EG : Je ne savais pas, c’est le même mot qu’en anglais…
ANR : En fait, cela provient du latin « paganus » signifiant « païen »… Tu portes un t-shirt des Dropkick Murphys… Beaucoup de moments sur cet album font montre d’une parenté entre la musique traditionnelle celtique et la vôtre (« Stridsgalten » par exemple), es-tu d’accord ?
EG : La musique folk scandinave, suédoise, est effectivement très proche de la musique celtique, irlandaise surtout, même si certains érudits parviennent à saisir les différences entre elles.
ANR : Connais-tu la musique bretonne ?
EG : Non.
ANR : Alan Stivell…
EG : Non, j’écouterai…
ANR : Sur cet album, comme sur tous vos albums depuis « Nordstjärnans Tidsålder » le premier publié en 1998, Månegarm évoque les combats et le sang viking… Pourtant, les amateurs de viking metal, à l’image de la quasi-totalité des scandinaves, sont parmi les gens les plus pacifiques et charmants en ce bas monde… Plein d’empathie… As-tu une opinion quant à ce contraste ?
EG : Je ne sais pas… Probablement parce que les temps ont changé… J’ajouterai que nos textes relèvent de la fiction, ils servent à aider les gens à rêver, à rêver de batailles épiques… Comme tu l’as dit, les personnes que j’ai rencontrées et qui vivent autour de moi sont charmantes et sympathiques…
ANR : Quel est l’endroit du Monde nordique que tu préfères ?
EG : Ouh ! Je ne sais pas. J’aime beaucoup le Pôle Nord, même si je n’y suis pas beaucoup allé. Pär Hulkoff, qui est le chanteur des groupes Raubtier et Hulkoff, et qui fait une apparition sur notre nouveau disque, vit dans les forêts septentrionales de la Suède, j’adore regarder les photos cool qu’il poste sur son Facebook !
ANR : Retour à la musique : quel est le dernier disque suédois que tu as écouté ? Le dernier At the Gates (NDA : « The Nightmare of Being ») ? A moins que ce ne soit « Impera » de Ghost, qui est sorti le 11 mars dernier ?
EG : Le dernier disque suédois que j’ai écouté ?!? Hmmmmmm… Les Hellacopters !
ANR : Attends-tu le prochain Arch Enemy ?
EG : Naaaaaaaaaa… Pas spécialement, non, mais cela pourrait être intéressant néanmoins…
ANR : Pour finir, je suis à Göteborg dans deux semaines, as-tu un ou deux conseils de lieux à visiter (ou autres) à me donner ?
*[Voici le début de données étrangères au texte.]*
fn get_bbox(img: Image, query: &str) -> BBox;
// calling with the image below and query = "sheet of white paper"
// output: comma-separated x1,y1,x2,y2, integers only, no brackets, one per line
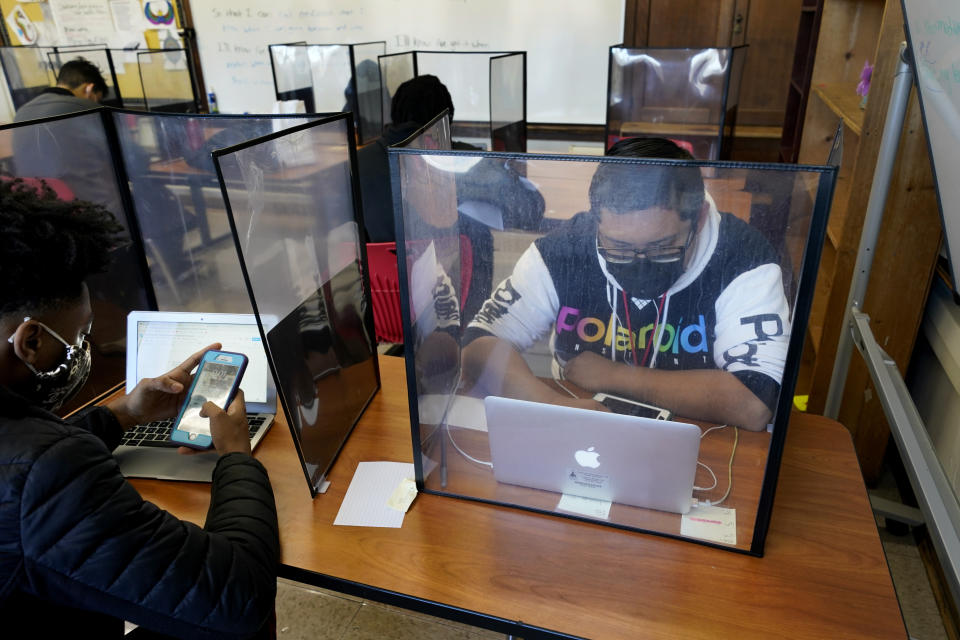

EG : Ah cool ! (Rires) Göteborg est assez éloigné de chez moi, je m’y suis rendu quelquefois.. Nous devions justement y jouer début avril. Au printemps, dans le Sud de la Suède, le temps est plus clément que par chez moi, donc tu devrais y voir un agréable Göteborg… Il y a pas mal de restaurants ainsi que des concerts rock… Ahhhhhhh et il y a un restaurant qui est tenu par les membres du groupe In Flames, je ne me souviens plus de son nom… Je peux t’envoyer les références par écrit, je crois que ce sont deux ou trois des membres d’In Flames qui le gèrent, la nourriture est super à ce qu’il paraît… Voilà, tu l’as ton conseil !
ANR : C’est pas mal… Merci Erik… Un petit mot de la fin ?
EG : Nous sommes très satisfaits de notre nouvel album, et espérons que notre public français le sera également… Vous pouvez également regarder le clip de « En snara av guld ». Merci à toi !
PS : deux minutes après, un petit mot est adressé par Skype: « The restaurant is called ”2112” and was founded by the In Flames members Peter Iwers och Björn Gelotte. Never been there myself but maybe it’s worth a visit 😊🤘 ». Des chics types ces vikings, décidément.